69 So. 544 | Ala. | 1915
“Plaintiff claims of the defendant $1,000 as damages, for that heretofore, to-wit, on or about the 25th day of February, 1913, plaintiff was rightfully at work in defendant’s mine near Bessemer, Ala., assisting a servant of defendant in and about setting a drill machine, and while so doing the drill fell upon plaintiff’s leg and crushed and mashed the same, so that plaintiff was disabled for a long time, made sick and sore, suffered great mental and physical pain and anguish, rendered unable to work and earn money for a long time, and caused to spend much money for medicines and doctors’ bills in and about his efforts to cure and heal his wounds and injuries; hence this suit.

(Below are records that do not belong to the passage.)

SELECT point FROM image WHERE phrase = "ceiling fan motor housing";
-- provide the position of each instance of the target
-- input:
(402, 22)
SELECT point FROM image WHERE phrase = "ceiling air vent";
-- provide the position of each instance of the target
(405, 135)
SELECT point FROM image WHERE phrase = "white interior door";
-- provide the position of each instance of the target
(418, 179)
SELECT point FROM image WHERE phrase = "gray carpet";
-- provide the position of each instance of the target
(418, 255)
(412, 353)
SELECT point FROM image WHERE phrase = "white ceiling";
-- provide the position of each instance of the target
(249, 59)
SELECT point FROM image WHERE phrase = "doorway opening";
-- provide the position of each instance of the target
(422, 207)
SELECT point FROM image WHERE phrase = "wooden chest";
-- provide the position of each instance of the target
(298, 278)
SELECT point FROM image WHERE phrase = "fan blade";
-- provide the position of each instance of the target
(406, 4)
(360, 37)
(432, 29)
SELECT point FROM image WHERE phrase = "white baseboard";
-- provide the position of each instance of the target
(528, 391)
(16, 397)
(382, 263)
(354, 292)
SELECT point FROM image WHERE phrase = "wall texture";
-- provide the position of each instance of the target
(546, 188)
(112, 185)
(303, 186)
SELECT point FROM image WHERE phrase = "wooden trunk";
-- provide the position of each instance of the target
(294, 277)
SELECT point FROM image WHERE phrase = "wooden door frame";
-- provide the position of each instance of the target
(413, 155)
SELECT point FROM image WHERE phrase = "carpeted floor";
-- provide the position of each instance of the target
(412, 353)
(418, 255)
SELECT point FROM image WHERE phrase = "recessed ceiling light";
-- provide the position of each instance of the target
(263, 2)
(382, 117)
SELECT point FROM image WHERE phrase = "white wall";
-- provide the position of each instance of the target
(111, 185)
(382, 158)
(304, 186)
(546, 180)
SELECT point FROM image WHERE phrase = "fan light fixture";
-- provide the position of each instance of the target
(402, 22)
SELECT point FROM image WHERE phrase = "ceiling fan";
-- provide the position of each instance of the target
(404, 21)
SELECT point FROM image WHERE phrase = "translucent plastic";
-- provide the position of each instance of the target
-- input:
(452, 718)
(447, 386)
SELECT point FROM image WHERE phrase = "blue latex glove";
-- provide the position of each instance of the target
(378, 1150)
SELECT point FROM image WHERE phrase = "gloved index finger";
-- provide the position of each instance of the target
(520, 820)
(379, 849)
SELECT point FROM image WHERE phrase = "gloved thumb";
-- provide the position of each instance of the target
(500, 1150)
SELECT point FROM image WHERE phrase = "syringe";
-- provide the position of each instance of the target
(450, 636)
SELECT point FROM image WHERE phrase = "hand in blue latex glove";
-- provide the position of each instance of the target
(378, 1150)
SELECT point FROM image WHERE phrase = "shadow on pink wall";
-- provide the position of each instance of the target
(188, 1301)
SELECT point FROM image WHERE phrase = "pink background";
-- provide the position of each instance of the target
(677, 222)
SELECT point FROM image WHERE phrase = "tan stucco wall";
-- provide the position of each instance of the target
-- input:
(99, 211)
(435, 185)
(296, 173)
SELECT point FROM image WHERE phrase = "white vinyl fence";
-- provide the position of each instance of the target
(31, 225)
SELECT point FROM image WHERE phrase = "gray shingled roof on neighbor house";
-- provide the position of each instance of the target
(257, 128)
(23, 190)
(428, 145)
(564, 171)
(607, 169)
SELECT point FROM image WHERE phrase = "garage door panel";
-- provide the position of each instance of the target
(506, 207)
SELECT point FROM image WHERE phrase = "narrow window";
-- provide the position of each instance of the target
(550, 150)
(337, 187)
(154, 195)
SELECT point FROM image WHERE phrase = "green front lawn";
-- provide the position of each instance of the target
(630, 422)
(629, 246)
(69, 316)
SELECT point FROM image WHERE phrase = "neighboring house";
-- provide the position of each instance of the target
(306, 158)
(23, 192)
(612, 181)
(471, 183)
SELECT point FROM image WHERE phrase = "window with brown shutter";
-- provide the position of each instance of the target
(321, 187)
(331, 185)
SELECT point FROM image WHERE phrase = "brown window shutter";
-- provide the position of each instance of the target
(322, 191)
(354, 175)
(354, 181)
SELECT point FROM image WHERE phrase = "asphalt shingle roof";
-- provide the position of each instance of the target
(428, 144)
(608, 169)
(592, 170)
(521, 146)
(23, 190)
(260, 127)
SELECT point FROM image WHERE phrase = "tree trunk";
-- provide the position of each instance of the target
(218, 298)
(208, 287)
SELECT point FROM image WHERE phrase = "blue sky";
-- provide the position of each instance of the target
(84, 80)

“Plaintiff alleges that his said injuries were approximately caused by the negligence of the agents and ser: vants of the defendants who were then and there engaged*151 in and about the work or business of the defendant in connection with setting up said drill machine on the occasion aforesaid; wherefore he sues.”
This count does not declare as upon a wrong to a servant of the defendant. It is not, however, subject to the demurrer interposed. — Lookout Mountain Iron Co. v. Lea, 144 Ala. 169, 39 South. 1017; Republic Iron & Steel Co. v. Luster, 192 Ala. 501, 68 South, 358; Sloss-Sheffield Co. v. Stewart, 172 Ala. 516, 55 South. 785. The complaint proceeds upon the theory that plaintiff was not a servant.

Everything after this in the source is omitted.